At long last, the darkness of winter has receded and with it the miserable cold and biting rain. Spring in London especially a mild and early one like we are experiencing in 2022 brings with it ample sunshine, longer days, and cooling breezes. In this post, I will be advocating for LSE students from all levels to get outside and enjoy the nice weather and I will be making some recommendations as to where and how.
First of all, let’s answer why you should get outside. Surely there are papers to write, books to read and classes to attend. That is all true, but each of those is an activity that builds on your stress and makes it harder and harder for you to function. First and foremost, getting outside in the fresh air even for an hour a day is a form of self-care and mental as well as physical wellness. University might be thought of by some as a non-stop party, but we know that it can be a deeply stressful experience at all levels whether it’s undergrad, master’s or PhD. Mental wellness and self-care are important. Getting outside in the sunshine can help you feel refreshed, take away stress and just the simple act of walking thirty minutes a day can significantly improve your health. Especially if your study/paper writing diet is anything like mine: crisp, candy and way, way too much caffeine.

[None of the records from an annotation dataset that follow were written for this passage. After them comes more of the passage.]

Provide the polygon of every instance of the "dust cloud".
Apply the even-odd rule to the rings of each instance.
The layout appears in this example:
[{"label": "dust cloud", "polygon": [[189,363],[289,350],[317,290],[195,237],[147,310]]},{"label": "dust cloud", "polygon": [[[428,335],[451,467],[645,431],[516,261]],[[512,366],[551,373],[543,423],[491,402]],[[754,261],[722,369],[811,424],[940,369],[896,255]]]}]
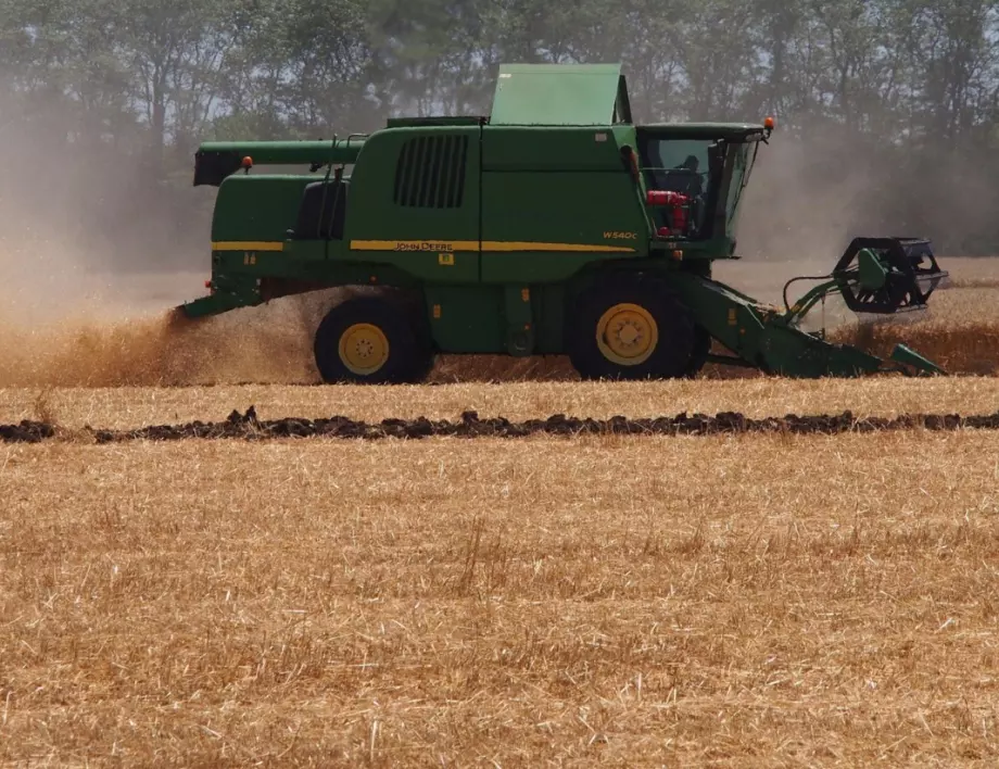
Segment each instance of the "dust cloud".
[{"label": "dust cloud", "polygon": [[[0,387],[318,381],[312,329],[328,295],[178,322],[170,308],[204,293],[214,190],[156,180],[42,117],[0,124]],[[717,276],[780,303],[787,279],[827,274],[856,235],[906,229],[881,205],[875,161],[835,131],[779,126],[745,192],[744,259]],[[849,319],[835,305],[824,318]]]}]

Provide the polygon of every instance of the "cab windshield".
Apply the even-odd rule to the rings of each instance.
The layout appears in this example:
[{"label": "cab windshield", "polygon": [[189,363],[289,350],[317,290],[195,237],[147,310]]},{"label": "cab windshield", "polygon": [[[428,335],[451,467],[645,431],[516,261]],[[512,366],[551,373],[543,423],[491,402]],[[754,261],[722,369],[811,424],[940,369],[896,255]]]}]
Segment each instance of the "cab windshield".
[{"label": "cab windshield", "polygon": [[[646,189],[669,190],[691,198],[687,237],[700,240],[730,235],[742,189],[748,180],[750,143],[665,138],[641,130],[637,139]],[[725,199],[720,200],[726,164],[732,178]],[[719,206],[722,211],[717,212]],[[654,209],[653,216],[657,228],[668,226],[665,210]],[[712,231],[716,229],[721,231]]]}]

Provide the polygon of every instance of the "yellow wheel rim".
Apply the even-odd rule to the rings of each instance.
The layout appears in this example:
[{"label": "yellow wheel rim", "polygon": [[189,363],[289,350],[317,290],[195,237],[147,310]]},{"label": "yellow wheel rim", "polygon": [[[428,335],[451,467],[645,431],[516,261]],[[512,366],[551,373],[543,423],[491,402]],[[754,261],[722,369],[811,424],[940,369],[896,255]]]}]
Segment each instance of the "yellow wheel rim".
[{"label": "yellow wheel rim", "polygon": [[596,344],[611,363],[637,366],[648,360],[659,342],[659,327],[637,304],[616,304],[596,325]]},{"label": "yellow wheel rim", "polygon": [[378,326],[355,323],[340,337],[340,360],[353,374],[375,374],[389,360],[389,340]]}]

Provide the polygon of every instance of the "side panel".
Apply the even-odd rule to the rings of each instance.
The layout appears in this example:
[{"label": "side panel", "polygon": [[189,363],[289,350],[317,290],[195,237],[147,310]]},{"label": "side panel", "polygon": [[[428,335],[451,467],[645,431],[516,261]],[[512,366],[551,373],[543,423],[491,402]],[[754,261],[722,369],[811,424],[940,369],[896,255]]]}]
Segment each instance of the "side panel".
[{"label": "side panel", "polygon": [[312,176],[230,176],[218,188],[212,218],[212,242],[231,250],[233,243],[267,243],[280,250],[294,227],[299,203]]},{"label": "side panel", "polygon": [[503,290],[492,286],[427,286],[433,341],[445,354],[506,352]]},{"label": "side panel", "polygon": [[484,282],[560,281],[592,262],[647,253],[620,138],[605,128],[484,131]]},{"label": "side panel", "polygon": [[395,265],[434,282],[479,279],[478,126],[392,128],[371,136],[351,175],[334,259]]}]

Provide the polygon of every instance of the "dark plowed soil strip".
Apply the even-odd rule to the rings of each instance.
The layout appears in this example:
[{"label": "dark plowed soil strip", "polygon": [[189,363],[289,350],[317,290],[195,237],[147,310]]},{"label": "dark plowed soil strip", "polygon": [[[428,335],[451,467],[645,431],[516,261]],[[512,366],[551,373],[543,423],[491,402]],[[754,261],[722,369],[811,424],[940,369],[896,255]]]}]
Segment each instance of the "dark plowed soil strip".
[{"label": "dark plowed soil strip", "polygon": [[905,414],[897,417],[856,418],[850,412],[837,415],[764,417],[753,419],[743,414],[724,412],[716,416],[679,414],[674,417],[648,419],[583,419],[556,414],[547,419],[509,421],[502,417],[480,419],[475,412],[466,412],[458,421],[447,419],[384,419],[365,423],[347,417],[329,419],[261,420],[251,406],[245,414],[232,412],[219,423],[193,421],[187,425],[153,425],[136,430],[105,430],[91,427],[62,431],[56,426],[39,421],[20,425],[0,425],[0,439],[8,443],[37,443],[39,441],[75,436],[90,437],[97,443],[151,440],[176,441],[188,438],[238,438],[262,440],[268,438],[523,438],[533,434],[633,434],[633,436],[715,436],[733,433],[791,433],[838,434],[844,432],[880,432],[886,430],[959,430],[999,429],[999,412],[981,416],[958,414]]}]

So now that we agree that getting out for a bit is good for you. Where to go? Well, that is the good news. London is actually one of the greenest cities in the world. LSE is in close proximity to three of the largest and most beautiful parks in the world and a host of smaller parks.
First, there is our own Lincoln’s Inn Fields. Acquired by the London County Council in 1895 this formerly private land is now a very lovely municipal park. It contains ample green space, tennis and netball courts and a walking track. When stuck in the library, doing a long hard slog of research or writing, I like to set time aside perhaps only a half-hour to go walk around the park. On nice days, it is full of LSE students and has no rules against responsible cooking. Making it a very good place to have a cookout or lie in the grass and soak up the sun.
If you are more inclined to wonder, though, there are six other parks in central and west London I can highly recommend. The furthest is Queen’s Park which is accessible via the Queen’s Park tube station. Located in a leafy residential area, the park is highly favoured by small children and even has a miniature zoo with goats, quail and turkeys. Be careful of the turkeys, they bite. It also has a small golf course, a cultivated garden, a running track and a nature centre. It’s a modest size park but worth the trip out.
Also a bit further out but more accessible due to it being on the central line is Holland Park. The former grounds of Holland House, the ruins of which can still be seen. The park is a beautiful retreat from the city most of it is heavily wooded with walking paths but it also hosts a large playing field, tennis courts and playgrounds for kids. Interestingly, Holland park is also home to a colony of peacocks that live in the park and can regularly be seen walking the grounds. Its close proximity to Kensington High Street and Shepard’s Bush also means that as day turns to night, it’s a nice place to wind down the day before a night on the town.
Far close to LSE but a bit more difficult to access unless you’re willing to take the overground or a longish bus ride is Hampstead Heath. An elevated section of rolling hills, the Heath is a wonderful place to walk with ponds, trails and a magnificent view of London from Parliament Hill. So called because you can easily see the Houses of Parliament from its summit.
By far the closest and most accessible major parks are the big three central parks of London. Regents Park, St James/Green Park and Hyde Park. Regents Park is the northern most and also contains the Zoological Society of London and the London Zoo. Admission is a bit steep, but membership is worth it as they guarantee free admission for a year and help to support a beautiful and growing centre of conservation. Regents Park as a whole is flat and open with several cultivated gardens a pleasant place to walk, picnic or bike ride.
St James/Green Park are technically two separate parks but are largely indistinguishable. Located adjacent to Buckingham Palace and Whitehall they are often crowded but a wonderful place to spend the afternoon if you are interested in the centre of the city.
Finally, there is Hyde Park – the largest park in West London. It has two large ponds, numerous playgrounds, long walking and cycling trails and even has horseback riding. The park is also a means to walk between central London and Kensington.
This list of parks is not exhaustive, not even close, but illustrates the wide array of outdoor recreation available in London. LSE students are well pressed to enjoy these amenities both for their own well being and to fully immerse themselves in the pleasures of living in London.